Norwegian energy giant Equinor is the latest company to confirm its involvement in Scotland’s offshore wind leasing round.
The Stavanger-headquartered company is currently preparing applications to obtain seabed acreage ahead of the ScotWind deadline next month.
Equinor said the North Sea has “among the world’s best” natural resources, with the area forming the “backbone” of its offshore wind portfolio.
ScotWind, the first offshore leasing round to take place north of the border in a decade, will close to applicants on July 16.
The cut-off point was originally meant to be in March, but organisers, Crown Estate Scotland, delayed the deadline in order to carry out a review of the process.
It was sparked by Big Oil splashing the cash in the equivalent leasing round in England and Wales.
More than a dozen leases are up for grabs, a number of which are situated off the north-east coast.
Developers are now in the process of submitting bids to secure the rights to build offshore wind farms, both fixed-bottom and floating, in the designated zones.
Crown Estate Scotland has set a maximum threshold of £100,000 per square kilometre of seabed.
A spokesman for Equinor said: “ScotWind is a good strategic fit with Equinor’s ambitions of continuing to develop our North Sea offshore wind cluster and further deepening our presence in the region.
“With around half of the sites on offer being floating opportunities, the Scottish Government offers a great opportunity to develop bottom-fixed and floating offshore wind projects at scale.”
ScotWind is a cornerstone of the Scottish Government’s ambition to increase offshore wind capacity to 11 gigawatts (GW) by 2030.
It will also be key to achieving Holyrood’s legally binding target to make Scotland a net zero country by 2045, five years earlier than the rest of the UK.
The process is expected to leverage billions of pounds worth of investment, aiding in the creation of a leading green energy supply chain.
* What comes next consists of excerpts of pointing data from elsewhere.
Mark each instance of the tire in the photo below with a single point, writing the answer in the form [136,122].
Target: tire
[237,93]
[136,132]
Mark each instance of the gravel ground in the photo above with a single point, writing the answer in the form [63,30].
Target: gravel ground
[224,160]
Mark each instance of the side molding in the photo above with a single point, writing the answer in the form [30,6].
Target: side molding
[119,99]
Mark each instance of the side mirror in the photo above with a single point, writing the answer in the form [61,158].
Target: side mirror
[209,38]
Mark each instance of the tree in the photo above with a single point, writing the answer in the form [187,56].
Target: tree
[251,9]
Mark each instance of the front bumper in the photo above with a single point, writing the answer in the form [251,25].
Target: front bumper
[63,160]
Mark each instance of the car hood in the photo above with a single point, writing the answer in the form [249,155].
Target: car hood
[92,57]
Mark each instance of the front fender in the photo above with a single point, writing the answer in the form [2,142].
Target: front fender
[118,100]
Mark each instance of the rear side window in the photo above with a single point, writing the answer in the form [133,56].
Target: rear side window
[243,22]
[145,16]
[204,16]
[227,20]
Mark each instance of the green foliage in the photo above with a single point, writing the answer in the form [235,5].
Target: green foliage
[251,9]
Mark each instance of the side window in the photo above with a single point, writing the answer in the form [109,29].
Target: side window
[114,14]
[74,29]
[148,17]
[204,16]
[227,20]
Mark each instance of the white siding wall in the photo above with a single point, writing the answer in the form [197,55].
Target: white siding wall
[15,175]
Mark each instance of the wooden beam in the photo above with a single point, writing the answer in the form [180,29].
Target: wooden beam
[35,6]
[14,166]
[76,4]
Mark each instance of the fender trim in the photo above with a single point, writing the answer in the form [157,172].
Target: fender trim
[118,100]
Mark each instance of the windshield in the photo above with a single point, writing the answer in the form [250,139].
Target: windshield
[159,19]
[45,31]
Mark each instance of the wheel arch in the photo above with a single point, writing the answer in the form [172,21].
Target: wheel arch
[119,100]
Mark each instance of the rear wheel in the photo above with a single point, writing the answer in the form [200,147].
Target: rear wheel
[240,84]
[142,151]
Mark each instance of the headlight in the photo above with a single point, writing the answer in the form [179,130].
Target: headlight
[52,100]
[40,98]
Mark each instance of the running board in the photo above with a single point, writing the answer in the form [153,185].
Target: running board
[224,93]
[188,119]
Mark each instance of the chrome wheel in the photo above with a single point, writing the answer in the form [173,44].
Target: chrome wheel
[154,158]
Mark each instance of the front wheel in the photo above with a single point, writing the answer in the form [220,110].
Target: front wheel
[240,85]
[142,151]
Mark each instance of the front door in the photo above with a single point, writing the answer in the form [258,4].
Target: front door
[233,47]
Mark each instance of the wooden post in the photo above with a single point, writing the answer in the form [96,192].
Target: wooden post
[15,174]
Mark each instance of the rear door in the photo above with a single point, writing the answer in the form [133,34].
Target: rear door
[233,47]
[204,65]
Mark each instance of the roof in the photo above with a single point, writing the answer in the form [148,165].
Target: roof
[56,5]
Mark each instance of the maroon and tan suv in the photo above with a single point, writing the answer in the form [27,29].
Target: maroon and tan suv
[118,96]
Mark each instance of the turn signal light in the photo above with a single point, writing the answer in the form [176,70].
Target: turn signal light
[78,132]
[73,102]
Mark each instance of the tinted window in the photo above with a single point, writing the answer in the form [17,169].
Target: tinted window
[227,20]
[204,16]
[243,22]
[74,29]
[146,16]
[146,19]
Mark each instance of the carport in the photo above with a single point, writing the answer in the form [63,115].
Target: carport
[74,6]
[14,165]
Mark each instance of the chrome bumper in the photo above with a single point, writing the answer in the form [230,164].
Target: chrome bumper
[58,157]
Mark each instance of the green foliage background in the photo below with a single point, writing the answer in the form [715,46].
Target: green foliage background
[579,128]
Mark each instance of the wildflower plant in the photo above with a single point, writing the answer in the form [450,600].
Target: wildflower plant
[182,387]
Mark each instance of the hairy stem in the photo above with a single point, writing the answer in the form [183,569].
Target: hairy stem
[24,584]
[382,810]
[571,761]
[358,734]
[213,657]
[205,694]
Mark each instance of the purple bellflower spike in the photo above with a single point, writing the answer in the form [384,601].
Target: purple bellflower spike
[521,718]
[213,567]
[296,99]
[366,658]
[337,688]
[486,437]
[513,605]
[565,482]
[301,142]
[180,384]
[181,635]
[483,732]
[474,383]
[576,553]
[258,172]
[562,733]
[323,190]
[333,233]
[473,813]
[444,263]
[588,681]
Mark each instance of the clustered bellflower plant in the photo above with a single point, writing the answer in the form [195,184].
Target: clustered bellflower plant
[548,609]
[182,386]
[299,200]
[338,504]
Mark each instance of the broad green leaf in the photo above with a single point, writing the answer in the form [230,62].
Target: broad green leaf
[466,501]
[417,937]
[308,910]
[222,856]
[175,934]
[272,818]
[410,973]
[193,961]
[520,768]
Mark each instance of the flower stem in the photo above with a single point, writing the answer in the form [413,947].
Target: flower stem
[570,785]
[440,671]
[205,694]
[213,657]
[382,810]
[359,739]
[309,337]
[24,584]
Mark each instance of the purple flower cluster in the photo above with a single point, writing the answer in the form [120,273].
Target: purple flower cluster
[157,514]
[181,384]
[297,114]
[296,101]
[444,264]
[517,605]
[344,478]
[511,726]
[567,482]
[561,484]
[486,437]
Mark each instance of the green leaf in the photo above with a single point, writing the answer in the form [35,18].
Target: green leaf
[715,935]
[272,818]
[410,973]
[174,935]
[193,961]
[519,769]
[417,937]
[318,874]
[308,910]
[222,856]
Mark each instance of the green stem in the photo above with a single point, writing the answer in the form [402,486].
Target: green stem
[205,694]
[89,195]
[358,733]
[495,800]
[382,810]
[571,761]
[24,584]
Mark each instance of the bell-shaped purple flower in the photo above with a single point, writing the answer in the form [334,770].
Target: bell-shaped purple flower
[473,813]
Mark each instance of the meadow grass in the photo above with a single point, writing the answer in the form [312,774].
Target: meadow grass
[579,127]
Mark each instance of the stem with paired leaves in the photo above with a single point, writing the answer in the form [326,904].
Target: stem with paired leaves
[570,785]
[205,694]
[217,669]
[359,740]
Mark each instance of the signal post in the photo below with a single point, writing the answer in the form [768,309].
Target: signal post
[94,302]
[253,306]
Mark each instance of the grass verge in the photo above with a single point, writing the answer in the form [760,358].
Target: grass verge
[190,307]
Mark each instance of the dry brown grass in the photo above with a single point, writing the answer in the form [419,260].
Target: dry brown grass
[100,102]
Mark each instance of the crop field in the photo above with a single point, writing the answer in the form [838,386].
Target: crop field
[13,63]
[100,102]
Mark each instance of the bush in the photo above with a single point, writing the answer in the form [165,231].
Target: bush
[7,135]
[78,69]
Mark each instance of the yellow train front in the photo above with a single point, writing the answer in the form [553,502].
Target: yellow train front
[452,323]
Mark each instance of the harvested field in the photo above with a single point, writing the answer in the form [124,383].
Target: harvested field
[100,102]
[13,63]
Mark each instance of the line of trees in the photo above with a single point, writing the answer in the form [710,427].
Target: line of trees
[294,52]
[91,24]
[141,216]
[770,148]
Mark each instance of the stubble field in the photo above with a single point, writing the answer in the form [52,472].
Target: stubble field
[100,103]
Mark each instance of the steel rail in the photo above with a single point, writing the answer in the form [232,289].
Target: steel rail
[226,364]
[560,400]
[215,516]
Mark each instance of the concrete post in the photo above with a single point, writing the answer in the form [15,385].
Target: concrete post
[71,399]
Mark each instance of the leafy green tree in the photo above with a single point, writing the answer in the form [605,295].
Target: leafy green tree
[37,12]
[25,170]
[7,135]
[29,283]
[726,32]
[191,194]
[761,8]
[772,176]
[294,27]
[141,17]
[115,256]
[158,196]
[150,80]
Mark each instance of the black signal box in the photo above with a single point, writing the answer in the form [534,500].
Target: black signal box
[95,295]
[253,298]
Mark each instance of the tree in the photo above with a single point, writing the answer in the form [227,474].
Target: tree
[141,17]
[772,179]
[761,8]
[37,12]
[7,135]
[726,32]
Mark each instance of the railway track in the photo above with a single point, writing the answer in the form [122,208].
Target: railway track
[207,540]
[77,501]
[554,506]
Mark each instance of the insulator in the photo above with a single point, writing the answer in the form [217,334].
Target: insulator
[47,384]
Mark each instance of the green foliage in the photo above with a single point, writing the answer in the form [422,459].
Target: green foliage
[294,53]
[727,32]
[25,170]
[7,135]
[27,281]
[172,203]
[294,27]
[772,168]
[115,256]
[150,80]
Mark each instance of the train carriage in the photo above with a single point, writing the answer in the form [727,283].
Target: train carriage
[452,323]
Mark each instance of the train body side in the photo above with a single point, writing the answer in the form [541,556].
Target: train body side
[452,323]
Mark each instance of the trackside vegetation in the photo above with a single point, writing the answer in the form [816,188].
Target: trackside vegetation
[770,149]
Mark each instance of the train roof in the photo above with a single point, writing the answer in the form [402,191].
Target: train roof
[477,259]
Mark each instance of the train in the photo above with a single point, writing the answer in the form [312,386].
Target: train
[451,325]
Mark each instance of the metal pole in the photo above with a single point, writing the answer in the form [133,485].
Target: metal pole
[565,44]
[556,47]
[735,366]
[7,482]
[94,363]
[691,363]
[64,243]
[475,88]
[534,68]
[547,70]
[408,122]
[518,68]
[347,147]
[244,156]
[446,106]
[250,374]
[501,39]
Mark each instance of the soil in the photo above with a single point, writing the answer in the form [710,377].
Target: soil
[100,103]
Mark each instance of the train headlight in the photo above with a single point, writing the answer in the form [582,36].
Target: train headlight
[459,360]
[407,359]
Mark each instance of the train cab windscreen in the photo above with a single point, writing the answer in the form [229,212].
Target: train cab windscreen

Renewables, and offshore wind specifically, have been identified as being well positioned to absorb jobs from the oil and gas sector as fossil fuel production rolls back.
Equinor already has an established footprint in Scotland.
In addition to its involvement in the North Sea oil and gas industry, the firm is responsible for building the world’s first offshore wind farm off the north-east coast.
Hywind Scotland, which is about 15 miles from Peterhead, started producing green energy in 2017.
Building on that success, Equinor is now forging ahead with its Hywind Tampen project in Norway, which will become the world’s first floating wind farm to power oil and gas operations.
A spokesman for the company added: “In Scotland, Equinor has a broad range of activities that are contributing towards a sustainable energy transition, whilst supporting Scotland’s net zero ambitions.
“That includes Hywind Scotland, the world’s first floating offshore wind farm, and plans to develop one of the UK’s first power stations equipped with carbon capture technology in Peterhead together with our partner, SSE Thermal.
“In addition, Equinor’s upstream operations headquarters are based in Aberdeen employing around 500 people onshore and offshore including the operations of the Mariner field, our first operated development in the UK North Sea.”